NHL 12 Review

NHL 12 Review

NHL 12 is the next step in a long series of progressive improvements that have steadily made EA's NHL franchise one of the best if not the best in the simulation sports world. The biggest issue that all sports game have in the new era of DLC is how to justify the 60 dollar a year price tag. EA Canada has focused on steadily improving the simulation experience each year to ensure that each game plays more and more like the real thing. This year's flagship feature is a new physics engine that solves so many complaints that long time fans of the game have had with the game when it comes to body-checking.

The new physics engine changes the entire approach that players must take to the game. The most important thing this new engine has done is make it so that small players can only get big hits if they come in from the perfect angle. Previously, Nathan Gerbe, 5'5”, could take out Hal Gill, 6'8”, with relative ease. This means that defensemen whose primary role is taking up space and being able to dominate forwards along the boards are better able to do so, which improves how the teams who employ this style of defence feel and play. The other notable improvement is the dynamic nature of the hits. Players no longer change positioning magically to make the hit logic line up, and there is a dramatic reduction in the number of ridiculous physics defying hits.

A feature that was also built into this news engine is net front battles which are such a key part of how the modern NHL game is played. This feature fixes one of the glaring flaws that previous versions had when playing against another human, as certain situations would develop where a player would end up at the far post and there was no way to contest his positioning, instead having to rely on a perfectly timed stick lift to prevent a goal.

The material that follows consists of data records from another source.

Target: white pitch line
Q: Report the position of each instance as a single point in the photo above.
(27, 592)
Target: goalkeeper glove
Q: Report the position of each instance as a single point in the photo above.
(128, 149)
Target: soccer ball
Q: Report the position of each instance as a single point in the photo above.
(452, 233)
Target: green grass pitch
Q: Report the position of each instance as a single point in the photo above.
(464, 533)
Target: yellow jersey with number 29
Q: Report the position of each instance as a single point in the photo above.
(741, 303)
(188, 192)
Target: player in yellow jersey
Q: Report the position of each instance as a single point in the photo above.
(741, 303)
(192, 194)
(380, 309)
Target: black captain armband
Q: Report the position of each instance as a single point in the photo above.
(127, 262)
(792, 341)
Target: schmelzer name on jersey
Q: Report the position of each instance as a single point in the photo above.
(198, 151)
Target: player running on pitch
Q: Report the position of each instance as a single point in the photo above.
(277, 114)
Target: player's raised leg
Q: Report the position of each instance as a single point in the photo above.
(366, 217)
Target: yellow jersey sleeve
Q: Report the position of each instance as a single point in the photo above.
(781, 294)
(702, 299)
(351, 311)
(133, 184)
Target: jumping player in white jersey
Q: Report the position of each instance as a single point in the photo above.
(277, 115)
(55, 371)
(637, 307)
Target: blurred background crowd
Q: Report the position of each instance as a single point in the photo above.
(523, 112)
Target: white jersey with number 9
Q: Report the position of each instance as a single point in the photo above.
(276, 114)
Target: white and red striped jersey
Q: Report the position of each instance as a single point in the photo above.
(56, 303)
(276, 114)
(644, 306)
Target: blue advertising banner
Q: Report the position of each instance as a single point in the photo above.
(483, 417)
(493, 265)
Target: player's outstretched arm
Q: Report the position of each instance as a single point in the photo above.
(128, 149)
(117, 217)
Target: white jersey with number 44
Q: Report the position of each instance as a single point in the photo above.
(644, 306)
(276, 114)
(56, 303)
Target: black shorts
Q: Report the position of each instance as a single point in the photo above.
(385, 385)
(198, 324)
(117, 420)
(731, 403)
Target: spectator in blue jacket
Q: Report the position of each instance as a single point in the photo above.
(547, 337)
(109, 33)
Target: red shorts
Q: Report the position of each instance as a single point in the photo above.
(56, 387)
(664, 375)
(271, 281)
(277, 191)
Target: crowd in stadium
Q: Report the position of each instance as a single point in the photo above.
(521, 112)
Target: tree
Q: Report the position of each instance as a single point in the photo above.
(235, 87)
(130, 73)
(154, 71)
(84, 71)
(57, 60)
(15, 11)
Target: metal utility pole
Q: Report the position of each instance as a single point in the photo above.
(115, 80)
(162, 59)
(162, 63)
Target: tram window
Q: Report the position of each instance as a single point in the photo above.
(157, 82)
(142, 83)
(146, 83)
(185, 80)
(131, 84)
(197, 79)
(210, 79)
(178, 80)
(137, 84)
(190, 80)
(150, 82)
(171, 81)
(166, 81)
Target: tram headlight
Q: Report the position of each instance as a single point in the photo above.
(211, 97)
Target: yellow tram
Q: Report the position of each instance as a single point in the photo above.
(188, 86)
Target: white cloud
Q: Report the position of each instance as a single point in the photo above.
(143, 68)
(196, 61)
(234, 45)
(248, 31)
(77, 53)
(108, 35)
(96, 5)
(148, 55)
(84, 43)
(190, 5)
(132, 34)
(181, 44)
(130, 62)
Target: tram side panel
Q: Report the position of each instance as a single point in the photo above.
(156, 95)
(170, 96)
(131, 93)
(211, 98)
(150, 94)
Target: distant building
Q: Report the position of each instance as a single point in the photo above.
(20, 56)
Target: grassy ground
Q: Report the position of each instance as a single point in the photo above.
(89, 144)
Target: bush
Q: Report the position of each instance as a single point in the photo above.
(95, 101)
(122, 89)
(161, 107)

When it comes to making a good simulation game, the most important element is how the AI reacts to the player's inputs. EA Canada has taken another step forward here, as the various teams and players feel more like their actual playing selves. But while on the whole this system is an improvement, especially in terms of players going to the net and defensemen knowing when to pinch and when not to, it's not without its problems. The fundamental problem with this new system is that it feels like some players follow these new traits way too strictly even in situations where it makes absolutely no sense. For example, using an actual situation that happened, there is 2 minutes left in the game and the score is 3-2. The puck comes around the boards and the defenseman pinches down to the puck, loses the race, and gets beat easily, leading to a 2 on 1 that resulted in a goal, which tied the game. This is a mistake that would never happen in the NHL. Overall the AI is a definite improvement however it feels like a couple of additions need to be made to the code to stop certain situational issues from happening.